A dispute that is no longer only between Warsaw and Kyiv
The significance of Wednesday’s vote goes beyond the wording of a non-binding resolution. Until recently, the dispute over the UPA, Volhynia and historical memory was largely treated in Brussels as a bilateral issue between Poland and Ukraine.
The European Parliament’s decision has now formally placed the controversy within the context of Ukraine’s EU accession.
The resolution welcomed the opening of the first fundamental cluster of accession negotiations in June 2026 and praised Ukraine’s efforts to strengthen democratic institutions during wartime. However, it also stressed the importance of reconciliation and good neighbourly relations. (Parlament Europejski)o longer being discussed only by Polish and Ukrainian presidents, historians or national parliaments. It has entered the political debate surrounding Ukraine’s future membership of the European Union.

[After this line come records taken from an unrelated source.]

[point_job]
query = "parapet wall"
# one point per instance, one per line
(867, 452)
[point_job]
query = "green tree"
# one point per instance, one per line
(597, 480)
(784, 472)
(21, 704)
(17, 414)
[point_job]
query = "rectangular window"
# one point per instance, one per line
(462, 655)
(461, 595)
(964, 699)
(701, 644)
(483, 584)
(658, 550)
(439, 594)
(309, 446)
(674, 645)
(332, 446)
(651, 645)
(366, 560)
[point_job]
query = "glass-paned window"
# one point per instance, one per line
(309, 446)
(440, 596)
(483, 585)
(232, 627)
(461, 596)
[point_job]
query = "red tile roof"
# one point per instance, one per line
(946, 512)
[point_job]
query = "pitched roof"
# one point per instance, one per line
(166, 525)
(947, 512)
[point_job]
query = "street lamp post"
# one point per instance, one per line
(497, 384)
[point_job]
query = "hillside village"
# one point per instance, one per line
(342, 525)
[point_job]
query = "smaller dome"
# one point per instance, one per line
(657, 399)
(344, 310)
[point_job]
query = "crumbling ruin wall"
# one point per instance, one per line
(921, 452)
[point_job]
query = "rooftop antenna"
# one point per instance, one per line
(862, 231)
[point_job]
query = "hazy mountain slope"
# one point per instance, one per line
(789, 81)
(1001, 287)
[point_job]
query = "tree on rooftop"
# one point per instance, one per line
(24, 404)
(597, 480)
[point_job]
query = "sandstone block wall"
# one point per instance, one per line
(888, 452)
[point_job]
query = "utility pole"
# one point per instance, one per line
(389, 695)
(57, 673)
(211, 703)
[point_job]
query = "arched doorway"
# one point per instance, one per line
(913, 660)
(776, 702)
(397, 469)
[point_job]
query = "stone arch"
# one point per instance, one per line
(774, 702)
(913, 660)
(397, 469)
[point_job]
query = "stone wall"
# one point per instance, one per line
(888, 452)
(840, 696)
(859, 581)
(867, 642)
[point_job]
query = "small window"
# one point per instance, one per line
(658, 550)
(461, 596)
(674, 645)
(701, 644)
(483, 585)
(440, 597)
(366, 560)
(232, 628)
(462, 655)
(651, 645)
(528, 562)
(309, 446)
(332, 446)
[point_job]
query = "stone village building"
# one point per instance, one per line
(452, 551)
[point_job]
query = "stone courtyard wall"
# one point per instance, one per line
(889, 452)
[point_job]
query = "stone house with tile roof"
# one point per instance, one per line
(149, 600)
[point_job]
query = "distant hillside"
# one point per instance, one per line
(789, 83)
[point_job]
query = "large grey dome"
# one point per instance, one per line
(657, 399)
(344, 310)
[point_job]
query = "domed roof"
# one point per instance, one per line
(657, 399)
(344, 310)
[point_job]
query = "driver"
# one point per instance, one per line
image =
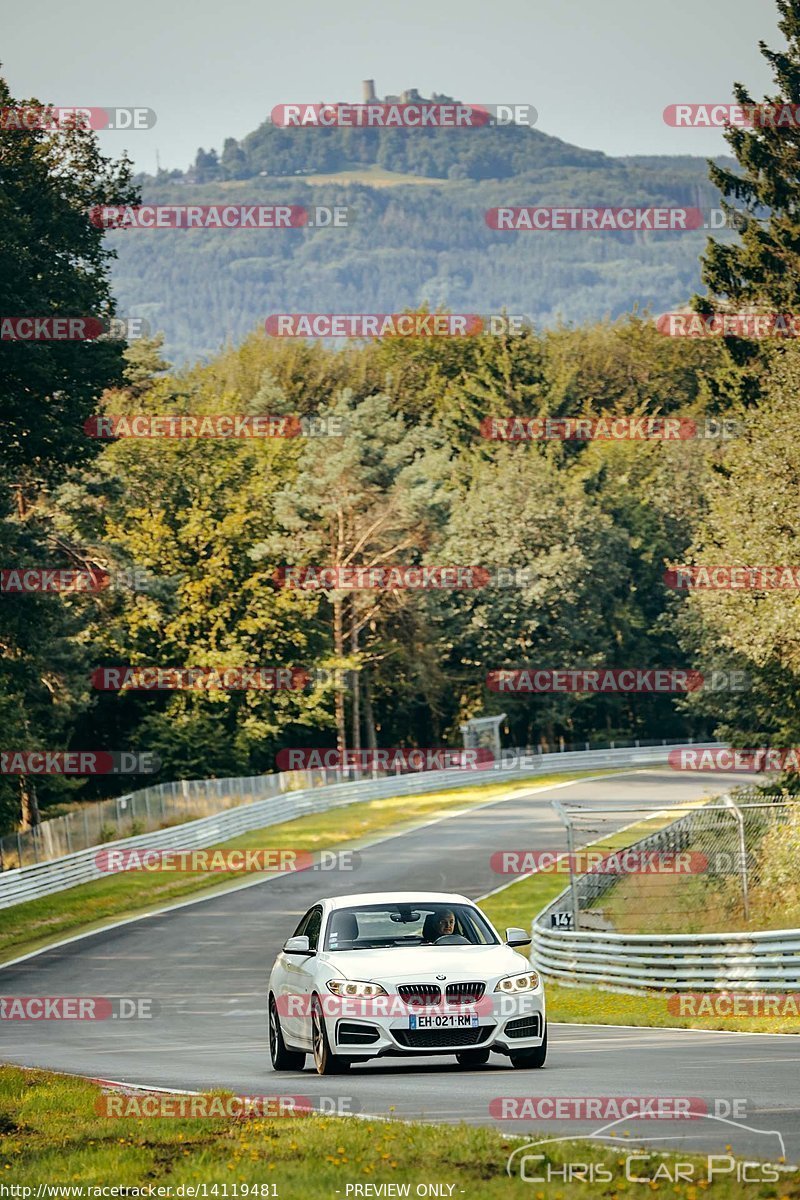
(438, 927)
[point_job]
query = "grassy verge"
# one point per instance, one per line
(26, 927)
(517, 904)
(50, 1134)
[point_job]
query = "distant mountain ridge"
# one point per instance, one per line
(409, 243)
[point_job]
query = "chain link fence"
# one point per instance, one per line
(728, 864)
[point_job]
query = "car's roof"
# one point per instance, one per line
(395, 898)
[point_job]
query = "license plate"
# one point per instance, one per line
(449, 1021)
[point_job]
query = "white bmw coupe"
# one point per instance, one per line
(403, 973)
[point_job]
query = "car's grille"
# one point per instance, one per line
(352, 1033)
(435, 1039)
(420, 993)
(464, 993)
(524, 1027)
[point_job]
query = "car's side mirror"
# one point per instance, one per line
(298, 946)
(517, 936)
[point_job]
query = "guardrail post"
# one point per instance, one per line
(743, 855)
(570, 844)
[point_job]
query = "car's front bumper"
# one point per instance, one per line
(516, 1023)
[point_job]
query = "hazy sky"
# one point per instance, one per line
(600, 72)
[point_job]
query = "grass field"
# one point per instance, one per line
(50, 1134)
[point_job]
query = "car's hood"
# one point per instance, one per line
(422, 964)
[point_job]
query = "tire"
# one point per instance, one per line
(473, 1057)
(325, 1061)
(528, 1059)
(282, 1059)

One Polish journalist commenting on the vote noted that it was “not the best start” for Ukraine in a new phase of accession negotiations. Others argued that Kyiv itself had internationalised the Volhynia issue by taking a decision that was certain to provoke a strong reaction in Poland.
Relations at their lowest point in years
The European Parliament vote comes amid the deepest crisis in Polish-Ukrainian relations since the beginning of Russia’s full-scale invasion.
Polish President Karol Nawrocki revoked Zelensky’s Order of the White Eagle, Poland’s highest state decoration, following the controversy over the UPA unit. The Ukrainian president later returned the award, while tensions also affected high-level diplomatic contacts and the Ukraine Recovery Conference in Gdańsk, which Zelensky did not attend personally.
The two presidents met this week on the sidelines of the NATO summit in Ankara. Both stressed the need for dialogue and acknowledged Russia as a common threat, but Nawrocki admitted that the talks had failed to resolve the historical dispute.
There have also been attempts at de-escalation. Ukrainian Foreign Minister Andrii Sybiha proposed a package of anti-crisis measures, while the European Parliament has now explicitly called on both countries to return to reconciliation efforts.
Yet the vote in Strasbourg demonstrates how far the conflict has already spread.
For Ukraine, Poland remains one of its most important neighbours and a crucial partner in security and European integration. For Poland, support for Kyiv against Russia increasingly coexists with demands that Ukraine address unresolved historical grievances.
The European Parliament has now effectively endorsed the argument that the two issues cannot simply be separated. Europe continues to support Ukraine’s accession ambitions, but Wednesday’s vote sent Kyiv an unusually clear message: the way a candidate country treats the historical sensitivities of its neighbours may also become a European issue.